Since 2019, Hampden District Attorney Anthony D. Gulluni enacted a voluntary suspension of the use of breath test evidence at trial in OUI cases. District Attorney Gulluni, and many of his colleagues, were firmly opposed to reintroducing breath test evidence until the appropriate reforms regarding transparency and accountability occurred within the Massachusetts Office of Alcohol Testing.
Starting in 2019, the Office of Alcohol Testing began implementing significant reforms in its discovery and communication practices. The reforms were brought about through a negotiated settlement with the plaintiff’s and the state-wide district attorney team.
This process of negotiation and cooperation resulted in a joint agreement between the state-wide team of representatives of the district attorneys’ offices and the plaintiffs. The court adopted this joint agreement between all parties to ensure transparency and accountability from OAT. One of the significant reforms that the court ordered is the hiring of an ombudsman at OAT to monitor the reforms and practices as ordered and implemented over the past several years.

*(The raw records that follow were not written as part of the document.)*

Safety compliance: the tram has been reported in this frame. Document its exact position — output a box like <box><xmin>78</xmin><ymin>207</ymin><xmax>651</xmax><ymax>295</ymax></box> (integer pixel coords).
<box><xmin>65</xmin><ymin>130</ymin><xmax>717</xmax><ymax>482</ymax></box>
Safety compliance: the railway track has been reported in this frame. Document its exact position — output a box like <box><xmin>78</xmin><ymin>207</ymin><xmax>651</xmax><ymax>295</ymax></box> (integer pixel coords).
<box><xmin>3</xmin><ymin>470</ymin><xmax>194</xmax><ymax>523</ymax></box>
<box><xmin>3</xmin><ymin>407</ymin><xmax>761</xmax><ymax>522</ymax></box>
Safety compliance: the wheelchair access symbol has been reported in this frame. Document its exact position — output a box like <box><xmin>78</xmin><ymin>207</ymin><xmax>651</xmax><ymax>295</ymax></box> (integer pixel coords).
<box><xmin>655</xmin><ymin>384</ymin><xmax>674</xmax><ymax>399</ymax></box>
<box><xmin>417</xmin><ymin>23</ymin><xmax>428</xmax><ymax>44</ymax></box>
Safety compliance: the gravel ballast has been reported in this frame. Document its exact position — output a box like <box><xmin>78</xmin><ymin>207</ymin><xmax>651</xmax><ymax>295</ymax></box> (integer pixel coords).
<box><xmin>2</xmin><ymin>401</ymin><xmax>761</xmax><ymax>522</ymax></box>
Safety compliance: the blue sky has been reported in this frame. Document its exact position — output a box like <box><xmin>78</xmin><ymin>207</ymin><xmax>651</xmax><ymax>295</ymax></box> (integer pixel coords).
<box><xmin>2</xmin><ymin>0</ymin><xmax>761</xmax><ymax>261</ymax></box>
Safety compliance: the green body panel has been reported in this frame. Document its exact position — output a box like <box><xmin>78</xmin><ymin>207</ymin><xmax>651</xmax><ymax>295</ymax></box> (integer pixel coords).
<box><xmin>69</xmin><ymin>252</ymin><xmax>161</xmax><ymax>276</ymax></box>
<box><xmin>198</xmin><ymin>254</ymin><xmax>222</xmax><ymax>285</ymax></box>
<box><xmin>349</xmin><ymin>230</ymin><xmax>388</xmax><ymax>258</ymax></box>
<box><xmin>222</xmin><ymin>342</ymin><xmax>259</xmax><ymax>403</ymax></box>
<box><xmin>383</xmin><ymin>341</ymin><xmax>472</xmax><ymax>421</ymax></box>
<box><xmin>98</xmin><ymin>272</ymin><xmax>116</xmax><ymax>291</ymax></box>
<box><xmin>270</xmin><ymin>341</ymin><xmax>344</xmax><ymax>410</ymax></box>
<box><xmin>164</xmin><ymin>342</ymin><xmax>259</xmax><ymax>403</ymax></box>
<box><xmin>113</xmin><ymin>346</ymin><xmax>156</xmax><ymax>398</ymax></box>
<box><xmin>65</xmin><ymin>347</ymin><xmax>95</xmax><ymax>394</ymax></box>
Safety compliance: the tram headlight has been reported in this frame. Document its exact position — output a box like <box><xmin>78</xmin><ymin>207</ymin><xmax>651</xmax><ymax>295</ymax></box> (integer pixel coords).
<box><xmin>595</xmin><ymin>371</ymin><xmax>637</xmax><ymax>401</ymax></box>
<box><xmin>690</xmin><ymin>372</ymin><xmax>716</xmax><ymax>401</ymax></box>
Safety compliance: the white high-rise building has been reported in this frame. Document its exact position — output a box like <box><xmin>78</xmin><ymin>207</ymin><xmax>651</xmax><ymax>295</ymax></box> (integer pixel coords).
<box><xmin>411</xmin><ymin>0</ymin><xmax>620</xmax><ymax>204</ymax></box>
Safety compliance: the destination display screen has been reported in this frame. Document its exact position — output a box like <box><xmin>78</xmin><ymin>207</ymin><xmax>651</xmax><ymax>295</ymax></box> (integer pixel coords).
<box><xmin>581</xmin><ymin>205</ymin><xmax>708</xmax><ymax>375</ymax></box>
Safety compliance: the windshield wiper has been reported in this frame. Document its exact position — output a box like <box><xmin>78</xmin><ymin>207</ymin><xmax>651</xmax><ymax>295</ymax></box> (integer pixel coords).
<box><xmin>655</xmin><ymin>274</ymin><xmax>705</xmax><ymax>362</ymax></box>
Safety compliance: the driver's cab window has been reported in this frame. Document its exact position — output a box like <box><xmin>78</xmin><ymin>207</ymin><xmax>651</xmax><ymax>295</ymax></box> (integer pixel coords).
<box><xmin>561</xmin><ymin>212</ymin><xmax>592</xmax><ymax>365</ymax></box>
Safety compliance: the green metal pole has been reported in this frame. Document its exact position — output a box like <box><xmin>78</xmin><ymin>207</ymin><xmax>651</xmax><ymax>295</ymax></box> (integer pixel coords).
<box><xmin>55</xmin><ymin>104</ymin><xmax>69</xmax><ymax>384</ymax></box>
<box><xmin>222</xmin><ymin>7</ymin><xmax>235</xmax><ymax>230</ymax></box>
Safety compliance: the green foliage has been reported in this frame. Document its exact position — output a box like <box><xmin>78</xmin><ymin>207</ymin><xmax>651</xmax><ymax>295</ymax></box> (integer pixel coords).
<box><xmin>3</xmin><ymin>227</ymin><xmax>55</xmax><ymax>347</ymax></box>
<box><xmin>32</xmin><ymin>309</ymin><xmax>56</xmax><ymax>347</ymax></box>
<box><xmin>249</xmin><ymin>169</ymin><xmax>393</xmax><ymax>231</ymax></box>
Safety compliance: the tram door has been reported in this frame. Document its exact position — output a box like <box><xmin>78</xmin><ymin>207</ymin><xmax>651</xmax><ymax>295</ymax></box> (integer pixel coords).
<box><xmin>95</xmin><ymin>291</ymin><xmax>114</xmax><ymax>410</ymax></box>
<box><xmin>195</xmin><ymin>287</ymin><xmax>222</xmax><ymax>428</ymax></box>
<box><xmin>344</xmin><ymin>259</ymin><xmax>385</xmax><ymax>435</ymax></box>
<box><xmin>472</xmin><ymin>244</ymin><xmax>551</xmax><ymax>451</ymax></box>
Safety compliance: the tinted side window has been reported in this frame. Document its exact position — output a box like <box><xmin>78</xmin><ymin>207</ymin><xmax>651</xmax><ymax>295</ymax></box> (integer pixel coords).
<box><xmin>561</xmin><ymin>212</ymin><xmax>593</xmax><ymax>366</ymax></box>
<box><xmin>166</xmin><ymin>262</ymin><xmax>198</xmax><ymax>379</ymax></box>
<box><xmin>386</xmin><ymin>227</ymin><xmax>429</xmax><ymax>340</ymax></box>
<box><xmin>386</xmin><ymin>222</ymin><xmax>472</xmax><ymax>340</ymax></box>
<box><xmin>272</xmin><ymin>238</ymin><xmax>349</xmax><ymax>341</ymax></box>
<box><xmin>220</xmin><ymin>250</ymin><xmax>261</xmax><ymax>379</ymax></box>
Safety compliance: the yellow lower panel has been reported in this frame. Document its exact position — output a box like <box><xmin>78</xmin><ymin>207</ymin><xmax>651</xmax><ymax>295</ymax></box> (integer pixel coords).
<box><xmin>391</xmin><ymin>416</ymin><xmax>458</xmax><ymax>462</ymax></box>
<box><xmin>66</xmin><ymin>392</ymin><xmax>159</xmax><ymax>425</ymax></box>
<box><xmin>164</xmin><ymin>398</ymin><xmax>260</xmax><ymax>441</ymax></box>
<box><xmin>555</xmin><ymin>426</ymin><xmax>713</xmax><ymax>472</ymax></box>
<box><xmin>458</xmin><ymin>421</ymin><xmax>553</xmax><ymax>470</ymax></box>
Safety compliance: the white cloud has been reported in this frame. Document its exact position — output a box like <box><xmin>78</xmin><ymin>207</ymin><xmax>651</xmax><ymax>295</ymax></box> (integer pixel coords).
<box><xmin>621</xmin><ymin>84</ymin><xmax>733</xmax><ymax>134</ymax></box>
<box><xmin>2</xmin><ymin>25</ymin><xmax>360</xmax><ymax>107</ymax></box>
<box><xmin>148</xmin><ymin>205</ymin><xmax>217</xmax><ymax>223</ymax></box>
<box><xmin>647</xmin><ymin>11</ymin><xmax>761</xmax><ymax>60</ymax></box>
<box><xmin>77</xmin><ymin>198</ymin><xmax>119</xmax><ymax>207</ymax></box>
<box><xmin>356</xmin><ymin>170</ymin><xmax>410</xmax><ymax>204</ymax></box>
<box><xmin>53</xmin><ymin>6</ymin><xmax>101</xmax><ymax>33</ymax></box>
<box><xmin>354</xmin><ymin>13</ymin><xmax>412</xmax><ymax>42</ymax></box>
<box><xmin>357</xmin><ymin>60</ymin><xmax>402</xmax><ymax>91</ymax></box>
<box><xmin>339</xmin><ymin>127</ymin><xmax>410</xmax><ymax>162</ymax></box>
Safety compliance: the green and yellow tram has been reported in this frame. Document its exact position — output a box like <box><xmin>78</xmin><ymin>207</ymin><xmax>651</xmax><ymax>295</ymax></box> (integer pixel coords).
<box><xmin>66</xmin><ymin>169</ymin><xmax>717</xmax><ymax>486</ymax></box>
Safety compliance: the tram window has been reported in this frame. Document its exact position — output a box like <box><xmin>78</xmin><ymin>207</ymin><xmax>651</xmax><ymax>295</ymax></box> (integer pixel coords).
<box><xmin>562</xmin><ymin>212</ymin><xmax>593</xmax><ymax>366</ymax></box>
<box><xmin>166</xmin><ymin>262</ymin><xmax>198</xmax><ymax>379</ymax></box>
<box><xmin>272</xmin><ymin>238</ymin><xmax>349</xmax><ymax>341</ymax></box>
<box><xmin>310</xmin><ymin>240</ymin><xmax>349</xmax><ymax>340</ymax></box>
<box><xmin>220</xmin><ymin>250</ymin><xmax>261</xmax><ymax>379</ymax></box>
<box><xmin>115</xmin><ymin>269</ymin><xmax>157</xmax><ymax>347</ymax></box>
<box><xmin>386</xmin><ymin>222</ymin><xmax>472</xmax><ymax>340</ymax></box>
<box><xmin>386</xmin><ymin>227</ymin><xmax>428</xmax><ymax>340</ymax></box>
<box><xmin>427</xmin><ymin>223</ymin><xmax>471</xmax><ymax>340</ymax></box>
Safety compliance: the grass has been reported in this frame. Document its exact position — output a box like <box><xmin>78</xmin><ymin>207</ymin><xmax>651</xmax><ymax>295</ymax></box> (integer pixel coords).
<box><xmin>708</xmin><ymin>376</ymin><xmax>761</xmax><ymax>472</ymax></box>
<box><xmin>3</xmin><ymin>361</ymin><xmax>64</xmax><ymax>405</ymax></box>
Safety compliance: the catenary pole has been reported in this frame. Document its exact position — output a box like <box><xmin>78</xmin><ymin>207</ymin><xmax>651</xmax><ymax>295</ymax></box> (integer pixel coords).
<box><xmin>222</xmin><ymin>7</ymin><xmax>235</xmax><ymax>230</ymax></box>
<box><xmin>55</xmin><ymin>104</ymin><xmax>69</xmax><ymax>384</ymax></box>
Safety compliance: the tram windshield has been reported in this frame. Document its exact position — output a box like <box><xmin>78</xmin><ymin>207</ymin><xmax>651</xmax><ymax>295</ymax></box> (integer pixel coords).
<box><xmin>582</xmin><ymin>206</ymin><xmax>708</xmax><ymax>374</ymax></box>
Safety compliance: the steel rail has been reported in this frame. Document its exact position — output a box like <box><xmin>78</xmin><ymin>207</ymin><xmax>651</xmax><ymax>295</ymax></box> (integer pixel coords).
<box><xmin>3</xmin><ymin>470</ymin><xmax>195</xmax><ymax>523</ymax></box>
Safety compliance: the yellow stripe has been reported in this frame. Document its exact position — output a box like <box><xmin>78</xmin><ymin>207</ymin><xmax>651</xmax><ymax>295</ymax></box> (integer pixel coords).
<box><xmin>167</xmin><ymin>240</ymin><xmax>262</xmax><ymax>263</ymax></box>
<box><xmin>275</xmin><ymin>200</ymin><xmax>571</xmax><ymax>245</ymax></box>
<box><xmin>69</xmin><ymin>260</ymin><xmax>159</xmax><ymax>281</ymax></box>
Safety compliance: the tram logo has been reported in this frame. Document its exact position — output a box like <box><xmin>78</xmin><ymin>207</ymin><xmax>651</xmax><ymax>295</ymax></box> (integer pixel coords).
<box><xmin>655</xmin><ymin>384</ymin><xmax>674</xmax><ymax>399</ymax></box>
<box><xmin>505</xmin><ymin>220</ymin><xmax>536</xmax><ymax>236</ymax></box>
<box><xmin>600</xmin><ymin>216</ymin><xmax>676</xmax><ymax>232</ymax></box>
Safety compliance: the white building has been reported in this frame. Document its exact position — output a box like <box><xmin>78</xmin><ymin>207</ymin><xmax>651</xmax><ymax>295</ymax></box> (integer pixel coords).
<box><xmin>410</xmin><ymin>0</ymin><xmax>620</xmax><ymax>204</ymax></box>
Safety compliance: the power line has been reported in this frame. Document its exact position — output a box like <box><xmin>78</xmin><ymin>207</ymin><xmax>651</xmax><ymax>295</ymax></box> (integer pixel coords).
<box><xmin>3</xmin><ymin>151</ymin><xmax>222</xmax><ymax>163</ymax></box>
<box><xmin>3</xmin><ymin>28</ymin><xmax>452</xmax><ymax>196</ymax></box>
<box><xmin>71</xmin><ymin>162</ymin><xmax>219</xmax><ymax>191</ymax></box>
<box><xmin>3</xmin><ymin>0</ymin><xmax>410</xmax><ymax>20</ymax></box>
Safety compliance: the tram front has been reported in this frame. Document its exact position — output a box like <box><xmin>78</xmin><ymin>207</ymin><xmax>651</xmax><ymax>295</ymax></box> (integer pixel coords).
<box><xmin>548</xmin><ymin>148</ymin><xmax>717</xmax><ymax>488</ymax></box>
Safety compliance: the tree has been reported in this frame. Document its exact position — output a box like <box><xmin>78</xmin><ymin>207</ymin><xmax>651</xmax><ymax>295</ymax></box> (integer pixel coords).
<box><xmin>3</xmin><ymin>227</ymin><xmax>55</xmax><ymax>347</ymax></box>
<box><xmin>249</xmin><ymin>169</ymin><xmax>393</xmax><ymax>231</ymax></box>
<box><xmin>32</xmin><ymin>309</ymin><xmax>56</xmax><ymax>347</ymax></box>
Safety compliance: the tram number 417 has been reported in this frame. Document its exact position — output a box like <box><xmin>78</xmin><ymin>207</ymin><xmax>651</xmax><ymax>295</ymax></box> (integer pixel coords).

With these recent developments and the implementation of the joint agreement, DA Gulluni is confident that the flaws at OAT have been addressed and the system around breath test evidence is reliable, objective, and fair. Specifically, the appointment of an impartial, court appointed ombudsman to oversee the Office of Alcohol Testing’s compliance with the reforms, ensures the fairness that is required to reestablish the use of breath test evidence in Hampden County.